Neptune possesses five distinct rings named, in order of increasing distance from the planet, Galle, Le Verrier, Lassell, Arago and Adams. In addition to these well-defined rings, Neptune may also possess an extremely faint sheet of material stretching inward from the Le Verrier to the Galle ring, and possibly farther in toward the planet. Three of the Neptunian rings are narrow, with widths of about 100 km or less; in contrast, the Galle and Lassell rings are broad—their widths are between 2,000 and 5,000 km. The Adams ring consists of five bright arcs embedded in a fainter continuous ring. Proceeding counterclockwise, the arcs are: Fraternité, Égalité 1 and 2, Liberté, and Courage. The first three names come from "liberty, equality, fraternity", the motto of the French Revolution and Republic. The terminology was suggested by their original discoverers, who had found them during stellar occultations in 1984 and 1985. Four small Neptunian moons have orbits inside the ring system: Naiad and Thalassa orbit in the gap between the Galle and Le Verrier rings; Despina is just inward of the Le Verrier ring; and Galatea lies slightly inward of the Adams ring, embedded in an unnamed faint, narrow ringlet.

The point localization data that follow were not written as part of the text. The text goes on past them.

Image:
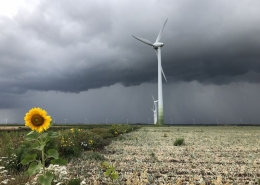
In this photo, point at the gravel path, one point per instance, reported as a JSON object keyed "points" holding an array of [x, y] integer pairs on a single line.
{"points": [[219, 155]]}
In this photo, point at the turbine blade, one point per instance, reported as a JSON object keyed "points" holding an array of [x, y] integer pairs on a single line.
{"points": [[144, 41], [164, 75], [160, 33]]}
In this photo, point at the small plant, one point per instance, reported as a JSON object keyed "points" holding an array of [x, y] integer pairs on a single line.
{"points": [[38, 120], [109, 171], [91, 155], [179, 141], [74, 182]]}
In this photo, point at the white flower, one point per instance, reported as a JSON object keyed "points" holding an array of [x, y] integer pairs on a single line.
{"points": [[83, 182]]}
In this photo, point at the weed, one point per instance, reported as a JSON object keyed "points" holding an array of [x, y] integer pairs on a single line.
{"points": [[109, 171], [74, 182], [179, 141], [91, 155]]}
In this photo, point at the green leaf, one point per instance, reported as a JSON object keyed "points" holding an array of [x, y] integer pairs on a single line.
{"points": [[59, 161], [31, 136], [45, 180], [43, 136], [33, 168], [114, 175], [38, 146], [52, 153], [28, 158], [53, 134], [107, 173]]}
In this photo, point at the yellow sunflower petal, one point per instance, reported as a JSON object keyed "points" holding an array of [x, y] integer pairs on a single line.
{"points": [[37, 119]]}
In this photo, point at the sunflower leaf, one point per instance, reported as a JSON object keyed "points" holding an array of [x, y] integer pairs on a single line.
{"points": [[59, 161], [32, 136], [33, 168], [46, 180], [52, 153], [43, 136], [53, 134], [28, 159]]}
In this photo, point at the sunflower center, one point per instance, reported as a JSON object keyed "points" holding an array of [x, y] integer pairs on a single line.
{"points": [[37, 120]]}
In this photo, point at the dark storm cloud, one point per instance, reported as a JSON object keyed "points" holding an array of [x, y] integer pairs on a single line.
{"points": [[76, 46]]}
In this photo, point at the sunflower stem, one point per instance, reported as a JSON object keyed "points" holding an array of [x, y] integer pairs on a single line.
{"points": [[43, 160]]}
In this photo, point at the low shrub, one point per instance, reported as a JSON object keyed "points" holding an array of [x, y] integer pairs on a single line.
{"points": [[92, 155]]}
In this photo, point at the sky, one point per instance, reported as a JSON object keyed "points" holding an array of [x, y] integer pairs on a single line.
{"points": [[79, 61]]}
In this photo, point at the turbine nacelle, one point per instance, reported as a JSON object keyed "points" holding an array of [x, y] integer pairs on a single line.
{"points": [[157, 45]]}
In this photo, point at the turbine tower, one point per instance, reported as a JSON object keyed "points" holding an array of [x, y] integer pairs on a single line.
{"points": [[154, 110], [157, 46]]}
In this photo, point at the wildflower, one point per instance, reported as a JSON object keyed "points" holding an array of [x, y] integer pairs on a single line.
{"points": [[37, 119]]}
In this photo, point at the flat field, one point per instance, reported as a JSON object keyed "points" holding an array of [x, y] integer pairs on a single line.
{"points": [[210, 155]]}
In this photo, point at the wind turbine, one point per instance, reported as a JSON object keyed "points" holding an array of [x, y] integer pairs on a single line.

The Neptunian rings contain a large quantity of micrometer-sized dust: the dust fraction by cross-section area is between 20% and 70%. In this respect they are similar to the rings of Jupiter, in which the dust fraction is 50%–100%, and are very different from the rings of Saturn and Uranus, which contain little dust (less than 0.1%). The particles in Neptune's rings are made from a dark material; probably a mixture of ice with radiation-processed organics. The rings are reddish in color, and their geometrical (0.05) and Bond (0.01–0.02) albedos are similar to those of the Uranian rings' particles and the inner Neptunian moons. The rings are generally optically thin (transparent); their normal optical depths do not exceed 0.1. As a whole, the Neptunian rings resemble those of Jupiter; both systems consist of faint, narrow, dusty ringlets and even fainter broad dusty rings.

The rings of Neptune, like those of Uranus, are thought to be relatively young; their age is probably significantly less than that of the Solar System. Also, like those of Uranus, Neptune's rings probably resulted from the collisional fragmentation of onetime inner moons. Such events create moonlet belts, which act as the sources of dust for the rings. In this respect the rings of Neptune are similar to faint dusty bands observed by Voyager 2 between the main rings of Uranus.